La vicenda ha avuto una sequenza rapida. Ieri, la Corte Suprema aveva stabilito con una sentenza di sei voti contro tre che Trump aveva agito in modo illegittimo usando l'International Emergency Economic Powers Act, una legge federale sui poteri di emergenza, per imporre dazi su decine di paesi partner commerciali degli Stati Uniti. Quei dazi, annunciati lo scorso aprile, arrivavano fino al 50% e si basavano sul concetto di tariffa "reciproca". La Corte li ha dichiarati privi di base legale.
Poche ore dopo la sentenza, Trump ha reagito imponendo subito un dazio del 10% su tutte le importazioni straniere, questa volta fondandosi su uno strumento diverso: la Sezione 122 del Trade Act del 1974. Questa norma permette al presidente di imporre restrizioni alle importazioni per un massimo di 150 giorni senza dover ottenere l'approvazione del Congresso, ed è proprio per questo che Trump vi ha fatto ricorso. Ottenere il via libera parlamentare sarebbe stato complicato: i democratici e alcuni repubblicani si sono già opposti a vari elementi della sua politica commerciale.
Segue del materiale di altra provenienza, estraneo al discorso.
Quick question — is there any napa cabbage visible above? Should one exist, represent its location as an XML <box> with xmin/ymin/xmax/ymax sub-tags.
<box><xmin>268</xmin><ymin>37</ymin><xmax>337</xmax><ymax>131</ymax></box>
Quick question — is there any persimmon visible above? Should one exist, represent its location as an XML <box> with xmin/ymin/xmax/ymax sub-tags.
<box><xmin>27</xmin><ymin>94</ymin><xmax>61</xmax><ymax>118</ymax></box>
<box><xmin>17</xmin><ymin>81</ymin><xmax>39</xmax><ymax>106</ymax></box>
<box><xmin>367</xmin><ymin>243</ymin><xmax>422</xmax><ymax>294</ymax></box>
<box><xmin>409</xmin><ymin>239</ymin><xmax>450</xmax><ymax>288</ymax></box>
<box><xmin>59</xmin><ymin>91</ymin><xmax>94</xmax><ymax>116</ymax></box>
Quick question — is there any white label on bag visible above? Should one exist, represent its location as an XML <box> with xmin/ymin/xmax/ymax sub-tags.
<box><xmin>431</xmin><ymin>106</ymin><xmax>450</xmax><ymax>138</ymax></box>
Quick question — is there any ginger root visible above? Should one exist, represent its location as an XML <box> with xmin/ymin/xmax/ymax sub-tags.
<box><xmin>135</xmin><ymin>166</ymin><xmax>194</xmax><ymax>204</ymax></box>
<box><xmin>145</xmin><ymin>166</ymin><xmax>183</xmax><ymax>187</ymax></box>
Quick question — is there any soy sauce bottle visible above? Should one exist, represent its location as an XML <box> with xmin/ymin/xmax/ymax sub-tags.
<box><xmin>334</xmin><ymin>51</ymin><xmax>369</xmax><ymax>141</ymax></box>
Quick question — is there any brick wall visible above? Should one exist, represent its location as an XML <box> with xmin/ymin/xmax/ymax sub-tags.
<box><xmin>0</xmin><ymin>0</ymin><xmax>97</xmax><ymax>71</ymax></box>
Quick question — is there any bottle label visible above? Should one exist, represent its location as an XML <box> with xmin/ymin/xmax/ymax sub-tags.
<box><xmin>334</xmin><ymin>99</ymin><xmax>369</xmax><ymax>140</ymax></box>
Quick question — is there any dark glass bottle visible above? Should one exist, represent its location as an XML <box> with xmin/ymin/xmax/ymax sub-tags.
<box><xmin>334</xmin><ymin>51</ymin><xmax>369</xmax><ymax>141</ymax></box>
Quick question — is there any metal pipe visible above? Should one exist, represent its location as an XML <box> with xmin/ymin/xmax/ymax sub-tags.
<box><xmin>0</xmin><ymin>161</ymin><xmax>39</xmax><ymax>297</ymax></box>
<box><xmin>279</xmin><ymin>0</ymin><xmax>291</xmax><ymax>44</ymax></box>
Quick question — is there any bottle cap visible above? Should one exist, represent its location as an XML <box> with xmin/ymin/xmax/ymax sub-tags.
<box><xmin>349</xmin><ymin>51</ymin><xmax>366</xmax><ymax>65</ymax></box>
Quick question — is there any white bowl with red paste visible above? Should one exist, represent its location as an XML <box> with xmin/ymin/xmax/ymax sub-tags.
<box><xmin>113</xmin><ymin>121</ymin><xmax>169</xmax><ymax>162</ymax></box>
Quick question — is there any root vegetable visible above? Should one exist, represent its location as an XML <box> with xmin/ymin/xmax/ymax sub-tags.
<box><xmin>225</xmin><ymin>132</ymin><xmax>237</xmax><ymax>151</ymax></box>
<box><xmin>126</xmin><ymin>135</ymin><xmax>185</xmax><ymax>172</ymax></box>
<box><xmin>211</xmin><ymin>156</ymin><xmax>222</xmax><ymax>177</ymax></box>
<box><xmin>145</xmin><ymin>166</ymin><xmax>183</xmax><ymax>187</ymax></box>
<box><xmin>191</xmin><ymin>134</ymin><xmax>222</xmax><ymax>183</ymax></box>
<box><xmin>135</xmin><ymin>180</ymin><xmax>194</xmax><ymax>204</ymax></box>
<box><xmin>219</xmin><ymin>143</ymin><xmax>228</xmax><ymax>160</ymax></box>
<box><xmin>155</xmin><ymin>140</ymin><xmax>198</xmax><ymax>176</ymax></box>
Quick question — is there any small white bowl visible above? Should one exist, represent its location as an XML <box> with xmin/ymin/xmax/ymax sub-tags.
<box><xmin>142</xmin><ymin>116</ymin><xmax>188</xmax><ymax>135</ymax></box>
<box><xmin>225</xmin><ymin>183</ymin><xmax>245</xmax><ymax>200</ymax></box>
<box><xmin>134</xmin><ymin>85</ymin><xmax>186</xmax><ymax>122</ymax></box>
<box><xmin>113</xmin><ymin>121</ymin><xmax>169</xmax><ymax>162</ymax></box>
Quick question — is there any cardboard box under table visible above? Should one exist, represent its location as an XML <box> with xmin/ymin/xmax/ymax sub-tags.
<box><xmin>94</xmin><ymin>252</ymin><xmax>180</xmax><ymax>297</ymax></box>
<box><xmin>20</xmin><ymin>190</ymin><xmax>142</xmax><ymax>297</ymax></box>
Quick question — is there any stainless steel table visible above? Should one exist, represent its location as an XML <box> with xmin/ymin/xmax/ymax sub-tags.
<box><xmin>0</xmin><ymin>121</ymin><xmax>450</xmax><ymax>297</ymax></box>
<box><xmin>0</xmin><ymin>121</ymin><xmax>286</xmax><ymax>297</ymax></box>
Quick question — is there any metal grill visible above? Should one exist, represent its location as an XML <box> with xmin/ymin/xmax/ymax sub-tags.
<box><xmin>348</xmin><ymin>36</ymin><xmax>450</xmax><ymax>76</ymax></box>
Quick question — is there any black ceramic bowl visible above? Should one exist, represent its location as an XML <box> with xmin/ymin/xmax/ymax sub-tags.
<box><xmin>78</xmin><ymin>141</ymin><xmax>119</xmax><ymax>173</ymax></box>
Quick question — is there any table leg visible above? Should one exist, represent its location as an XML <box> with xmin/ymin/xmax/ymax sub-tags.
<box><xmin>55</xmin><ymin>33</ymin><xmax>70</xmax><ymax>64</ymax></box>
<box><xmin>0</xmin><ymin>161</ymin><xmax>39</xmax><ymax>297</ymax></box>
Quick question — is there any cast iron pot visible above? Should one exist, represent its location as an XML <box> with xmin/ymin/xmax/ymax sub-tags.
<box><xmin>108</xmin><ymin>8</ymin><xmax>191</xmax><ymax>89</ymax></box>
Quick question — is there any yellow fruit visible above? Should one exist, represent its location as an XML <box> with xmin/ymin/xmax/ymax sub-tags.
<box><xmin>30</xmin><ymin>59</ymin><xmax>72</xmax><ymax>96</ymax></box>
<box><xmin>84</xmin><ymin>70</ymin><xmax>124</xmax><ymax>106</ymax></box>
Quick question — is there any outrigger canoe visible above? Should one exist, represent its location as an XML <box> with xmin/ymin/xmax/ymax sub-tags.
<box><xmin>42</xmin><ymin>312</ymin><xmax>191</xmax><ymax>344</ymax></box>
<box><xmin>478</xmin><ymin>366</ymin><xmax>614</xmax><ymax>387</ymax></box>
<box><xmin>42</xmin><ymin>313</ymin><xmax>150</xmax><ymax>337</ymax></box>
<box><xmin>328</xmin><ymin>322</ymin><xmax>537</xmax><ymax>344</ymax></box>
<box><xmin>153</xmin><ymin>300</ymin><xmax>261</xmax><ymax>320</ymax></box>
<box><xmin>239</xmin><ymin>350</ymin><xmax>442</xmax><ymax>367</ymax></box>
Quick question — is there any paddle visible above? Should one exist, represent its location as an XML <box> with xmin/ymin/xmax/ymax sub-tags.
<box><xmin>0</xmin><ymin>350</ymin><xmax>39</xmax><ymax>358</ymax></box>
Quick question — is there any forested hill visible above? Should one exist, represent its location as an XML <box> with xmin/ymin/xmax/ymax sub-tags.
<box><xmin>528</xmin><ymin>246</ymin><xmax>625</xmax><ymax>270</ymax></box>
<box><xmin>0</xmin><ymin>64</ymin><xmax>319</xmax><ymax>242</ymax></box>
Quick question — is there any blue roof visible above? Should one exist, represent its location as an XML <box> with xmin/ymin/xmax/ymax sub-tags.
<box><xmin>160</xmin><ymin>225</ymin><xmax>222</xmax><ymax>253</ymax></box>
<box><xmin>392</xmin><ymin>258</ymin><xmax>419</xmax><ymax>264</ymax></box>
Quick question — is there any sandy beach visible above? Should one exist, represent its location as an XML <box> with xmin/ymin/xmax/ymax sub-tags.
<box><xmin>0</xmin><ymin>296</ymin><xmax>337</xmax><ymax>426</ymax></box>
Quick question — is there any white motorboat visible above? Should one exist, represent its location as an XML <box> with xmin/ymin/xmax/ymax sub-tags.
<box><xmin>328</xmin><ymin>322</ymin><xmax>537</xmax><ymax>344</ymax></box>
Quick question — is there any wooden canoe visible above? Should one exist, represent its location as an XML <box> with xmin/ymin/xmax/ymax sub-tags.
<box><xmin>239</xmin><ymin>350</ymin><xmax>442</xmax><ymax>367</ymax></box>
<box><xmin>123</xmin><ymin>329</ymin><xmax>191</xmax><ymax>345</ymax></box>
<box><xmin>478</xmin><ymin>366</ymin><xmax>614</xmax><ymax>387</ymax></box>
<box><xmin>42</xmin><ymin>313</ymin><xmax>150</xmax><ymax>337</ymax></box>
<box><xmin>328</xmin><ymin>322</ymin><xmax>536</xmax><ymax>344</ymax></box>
Oggi, in un post pubblicato sul suo social network Truth Social, Trump ha però annunciato un ulteriore aumento: i dazi saliranno dal 10% al 15%, il massimo consentito dalla legge del 1974. "Porterò immediatamente il dazio mondiale del 10% sui paesi, molti dei quali hanno sfruttato gli Stati Uniti per decenni senza conseguenze, fino al livello del 15%, il massimo consentito e già testato legalmente", ha scritto il presidente. Ha aggiunto che nei prossimi mesi la sua amministrazione elaborerà nuove misure tariffarie "legalmente ammissibili".
I dazi iniziali del 10%, annunciati venerdì, erano previsti in entrata in vigore il 24 febbraio alle 00:01 ora di Washington. Proprio quella sera Trump è atteso al Congresso per il discorso sullo Stato dell'Unione. Il post di sabato non ha specificato i tempi esatti per l'entrata in vigore del nuovo livello al 15%.
La Casa Bianca e l'ufficio del Rappresentante per il Commercio degli Stati Uniti non hanno risposto alle richieste di commento delle principali agenzie di stampa internazionali.